To avoid delays while adding the new data to the bucket list, old buckets are merged in the background as early as possible. Some of those merges are completed long before they are needed. After the protocol 12 upgrade, all existing in-progress or completed (but not yet needed) merges will remain relevant. The implementation will use these merges at appropriate ledgers, then, depending on the input versions for each level, will start old style or new style merges. Eventually, all bucket list levels will be performing new style merges. Because new style merges are started gradually, letting merges of older versions finish, nodes may upgrade at any ledger without delays.
Starting protocol 12, nodes will not publish inputs or outputs to new style merges. With shadows removed, inputs to bucket merges are completely reconstructible from the bucket list itself. Note, inputs to merges remain stable and derivable from the current bucket list until the future bucket is promoted into the bucket list. Due to this property, it is possible to re-start merges at any ledger between the initial merge trigger and the completed merge promotion.

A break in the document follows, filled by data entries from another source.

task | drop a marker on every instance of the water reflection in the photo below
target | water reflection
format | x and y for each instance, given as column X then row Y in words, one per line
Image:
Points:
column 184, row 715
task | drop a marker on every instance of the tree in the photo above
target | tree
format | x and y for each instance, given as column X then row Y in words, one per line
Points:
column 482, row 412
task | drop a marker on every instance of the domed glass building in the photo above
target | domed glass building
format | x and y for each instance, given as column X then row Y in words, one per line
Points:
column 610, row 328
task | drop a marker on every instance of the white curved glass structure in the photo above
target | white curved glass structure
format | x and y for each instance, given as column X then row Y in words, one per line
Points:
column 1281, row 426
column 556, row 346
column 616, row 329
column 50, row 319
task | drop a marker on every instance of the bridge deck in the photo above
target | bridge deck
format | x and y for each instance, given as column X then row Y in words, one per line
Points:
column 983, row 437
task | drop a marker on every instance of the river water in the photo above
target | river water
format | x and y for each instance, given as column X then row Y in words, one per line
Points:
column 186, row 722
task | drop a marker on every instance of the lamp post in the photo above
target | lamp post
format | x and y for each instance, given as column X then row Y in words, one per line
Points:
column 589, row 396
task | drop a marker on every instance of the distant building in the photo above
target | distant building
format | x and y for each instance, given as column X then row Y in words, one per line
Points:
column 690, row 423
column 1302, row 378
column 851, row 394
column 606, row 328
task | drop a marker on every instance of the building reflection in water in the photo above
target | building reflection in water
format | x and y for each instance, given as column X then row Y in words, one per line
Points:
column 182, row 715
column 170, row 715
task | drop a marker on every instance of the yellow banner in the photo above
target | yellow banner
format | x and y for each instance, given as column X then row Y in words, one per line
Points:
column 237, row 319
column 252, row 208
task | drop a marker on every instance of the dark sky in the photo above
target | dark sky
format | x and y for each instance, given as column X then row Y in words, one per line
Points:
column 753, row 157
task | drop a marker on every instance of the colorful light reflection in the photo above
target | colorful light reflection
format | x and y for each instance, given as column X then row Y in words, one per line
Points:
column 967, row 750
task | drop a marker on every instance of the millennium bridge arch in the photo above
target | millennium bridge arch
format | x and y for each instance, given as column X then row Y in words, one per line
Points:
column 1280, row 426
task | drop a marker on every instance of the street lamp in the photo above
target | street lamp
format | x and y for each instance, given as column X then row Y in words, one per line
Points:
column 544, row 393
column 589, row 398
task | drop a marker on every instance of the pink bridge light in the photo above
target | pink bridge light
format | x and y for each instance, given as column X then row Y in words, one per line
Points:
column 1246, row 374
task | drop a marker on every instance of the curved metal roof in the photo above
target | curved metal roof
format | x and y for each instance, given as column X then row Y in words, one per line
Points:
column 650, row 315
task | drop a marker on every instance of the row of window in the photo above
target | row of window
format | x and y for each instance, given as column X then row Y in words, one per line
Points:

The initial bucket list design did not have a comprehensive analysis of shadows, showing that it is not a general optimization, but rather an improvement to a very specific ledger traffic scenario.
Additionally, other known implementations of LSM trees suggest that per-level compaction is sufficient. For example, LevelDB gives an overview of its compactions:
https://github.com/google/leveldb/blob/master/doc/impl.md#compactions
This is a breaking change, even though there are no semantic changes to the bucket list. The updated merge mechanism can be regarded as an “implementation detail”. Because of that, older versions will not error when processing new buckets. However, they will produce a different ledger hash, preventing them from reaching consensus, and making progress.
The new versions of stellar-core will be able to process old and new buckets, and pick the appropriate merge technique based on the version number in the ledger header.
Test cases were included in the implementation.